[OVSDB-309] Arp flows are not getting installed properly in compute nodes Created: 26/Feb/16  Updated: 30/Oct/17  Resolved: 21/Mar/16

Status: Resolved
Project: ovsdb
Component/s: openstack.net-virt
Affects Version/s: unspecified
Fix Version/s: None

Type: Bug
Reporter: Hari Prasidh Assignee: Oded Shvartz
Resolution: Done Votes: 0
Labels: None
Remaining Estimate: Not Specified
Time Spent: Not Specified
Original Estimate: Not Specified
Environment:

Operating System: All
Platform: All

Attachments: Zip Archive karaf_logs.zip    
External issue ID: 5435

 Description   

I am analyzing ARP responder feature in ODL using openstack.
Am using one control and 2 compute nodes.
Created two networks (tenant1 and tenant2)

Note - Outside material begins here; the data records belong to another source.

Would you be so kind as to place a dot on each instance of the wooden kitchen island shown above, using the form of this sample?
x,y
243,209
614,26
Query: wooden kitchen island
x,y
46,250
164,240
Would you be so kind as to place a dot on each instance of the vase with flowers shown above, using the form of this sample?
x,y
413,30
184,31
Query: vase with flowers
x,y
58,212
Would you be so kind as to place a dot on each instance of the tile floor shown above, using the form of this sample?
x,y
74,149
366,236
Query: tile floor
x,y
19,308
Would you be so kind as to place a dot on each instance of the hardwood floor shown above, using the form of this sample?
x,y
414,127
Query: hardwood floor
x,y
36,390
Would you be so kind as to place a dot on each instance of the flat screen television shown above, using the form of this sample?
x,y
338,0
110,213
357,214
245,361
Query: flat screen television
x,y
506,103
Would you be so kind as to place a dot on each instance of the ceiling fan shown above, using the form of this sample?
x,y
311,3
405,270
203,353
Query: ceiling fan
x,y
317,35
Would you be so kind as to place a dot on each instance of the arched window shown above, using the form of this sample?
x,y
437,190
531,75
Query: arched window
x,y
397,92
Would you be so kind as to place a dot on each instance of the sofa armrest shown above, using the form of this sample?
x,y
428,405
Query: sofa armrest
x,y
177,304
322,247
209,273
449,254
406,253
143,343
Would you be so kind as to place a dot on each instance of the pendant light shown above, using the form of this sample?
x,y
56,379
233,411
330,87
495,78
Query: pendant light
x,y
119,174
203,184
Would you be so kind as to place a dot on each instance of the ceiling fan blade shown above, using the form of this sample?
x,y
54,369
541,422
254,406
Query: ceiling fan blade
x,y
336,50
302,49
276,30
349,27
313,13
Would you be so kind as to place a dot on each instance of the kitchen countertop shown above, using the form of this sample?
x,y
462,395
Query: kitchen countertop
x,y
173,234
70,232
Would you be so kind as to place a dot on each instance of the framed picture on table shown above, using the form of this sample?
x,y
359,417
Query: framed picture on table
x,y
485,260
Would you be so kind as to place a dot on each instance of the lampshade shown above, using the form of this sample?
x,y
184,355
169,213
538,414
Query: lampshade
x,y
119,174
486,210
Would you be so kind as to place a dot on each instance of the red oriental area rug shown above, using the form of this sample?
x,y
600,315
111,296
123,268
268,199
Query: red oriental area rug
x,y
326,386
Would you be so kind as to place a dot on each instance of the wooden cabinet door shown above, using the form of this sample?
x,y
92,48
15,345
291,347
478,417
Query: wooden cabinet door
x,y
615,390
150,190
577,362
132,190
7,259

While Adding router interface with tenant1 , arp flows are installed both control and compute nodes as expected for DHCP port and default gateway.

And then, if I added router interface with tenant2, in control node arp flows are installed as expected, but, in compute nodes teanant1 default gateway IP is overwritten with teanant2 default gateway IP.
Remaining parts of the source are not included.